The foggy wisps of burning tobacco swirled around her head, dancing an uncaring dance, devoid of all recognition or emotion. Blue clouds of smoke prancing on the frigid breeze. In some ways it was almost beautiful, ethereal, spiritual. Of course, Mercy figured that was the tendrils of her faint nicotine high. There were no mystic threads tethering her to a great unknown, and she hadn’t heard Maria scream in her dreams.
She released the smoke swirling within her lungs. She hoped that the cloud would take the weight with it in some kind of physiological transference. Instead, her lungs felt heavy, tar-covered and bogged down, matching perfectly with her soul.
She hoped Maria wasn’t dead.
She tossed the butt of her smoke into her snow-filled gutter, and slipped back into her room. She wanted to sleep, but her racing mind would not release its grip on her. She padded towards the kitchen.
Wandering her shadowed halls by touch, Mercy heard Mister Martinez snoring with deafening intensity in her guest bedroom. She wondered if the man’s snores could, in fact, wake the dead, eliciting a dark, humorless chuckle, that echoed through the dark hallways and petered out in the dead night.
Tiptoeing down her stairs, she heard the ice-maker in her fridge kick on, clacking away in quiet labor. Framed photos dotted her walls, family and friends filling frames with smiles plastered to their faces, most featured Maria, some in the center-frame with a cheery grin, in others she lurked in the background, a candid snap of an unknown moment. She was ever-present, eternally bound to Mercy. Sisters.
A sister betrayed.
Sliding into the kitchen, Mercy began to pour a tall glass of water. The flow of the faucet filled her ears, until the water lapped the rim of her glass. She shut off the faucet, but the steady hiss continued.
It came from her living room.
Strange, she thought and made her way into the room.
Missus Maya Martinez stared at the gray and black fuzz that darted across Mercy’s old television. The hissing of static filled the room with its constant din. The old woman’s sleepless eyes stared forward, peering into the depths of the static in her own form of mental slumber.

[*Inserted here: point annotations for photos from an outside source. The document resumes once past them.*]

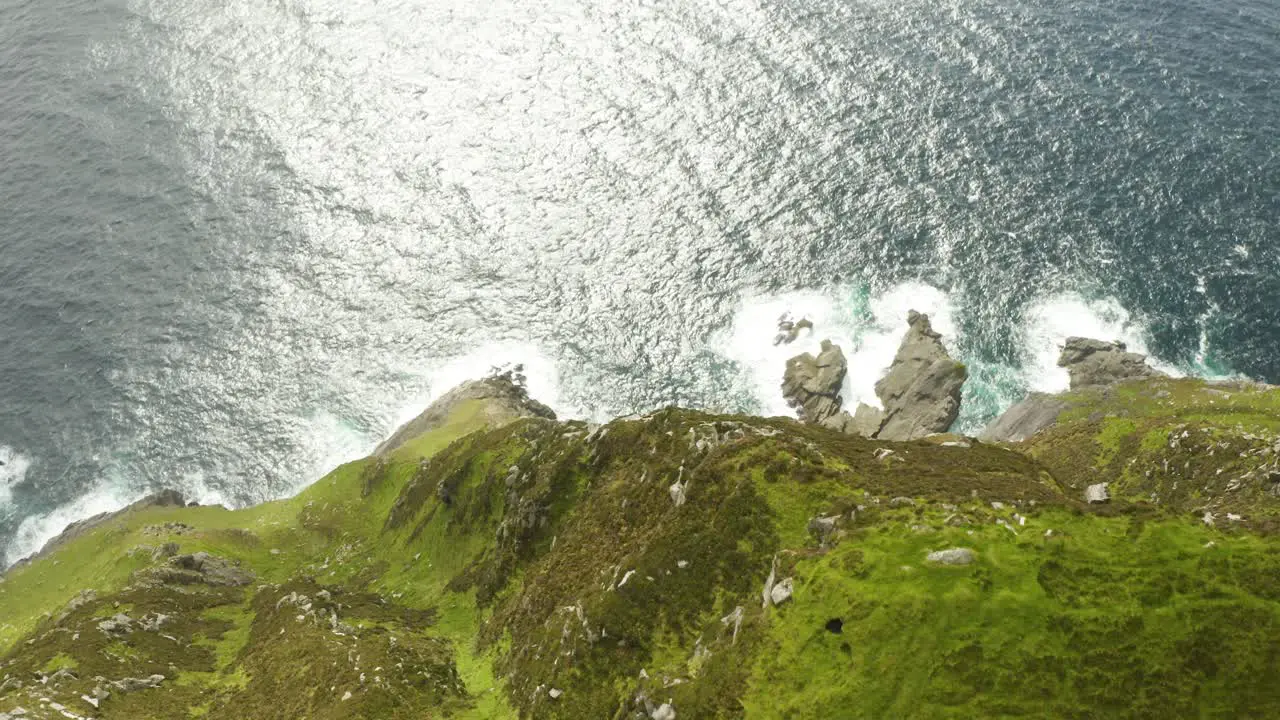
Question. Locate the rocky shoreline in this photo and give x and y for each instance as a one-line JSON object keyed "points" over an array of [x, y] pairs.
{"points": [[920, 391], [1116, 541]]}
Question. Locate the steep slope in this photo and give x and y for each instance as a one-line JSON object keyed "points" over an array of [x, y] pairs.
{"points": [[682, 565]]}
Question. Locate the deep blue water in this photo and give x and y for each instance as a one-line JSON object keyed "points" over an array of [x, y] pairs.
{"points": [[238, 241]]}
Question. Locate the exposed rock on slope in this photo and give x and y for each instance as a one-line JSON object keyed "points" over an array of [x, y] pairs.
{"points": [[501, 397], [1024, 419], [163, 499], [812, 384], [540, 569], [1097, 363], [922, 390]]}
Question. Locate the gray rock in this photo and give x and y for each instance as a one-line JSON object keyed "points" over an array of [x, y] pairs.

Mercy was almost afraid to call out. She was afraid to shatter the illusion, to remind the aging mother of her loss, her terror, her certainty.
“I couldn’t sleep,” came the tired voice. Mercy could hardly recognize the voice of her friend’s mother. The youthful vibrance had been sapped, replaced by a heaviness that Mercy could not begin to describe.
“Yeah,” Mercy said, sitting down beside Maya. “Me neither.”
Neither of them spoke, they did not need to. They sat in melancholic silence and listened to the hypnotic hiss of the old tube set. Each of them were lost in their own private thoughts, orbiting around the missing woman. Consumed by certainty that the whole situation was their fault.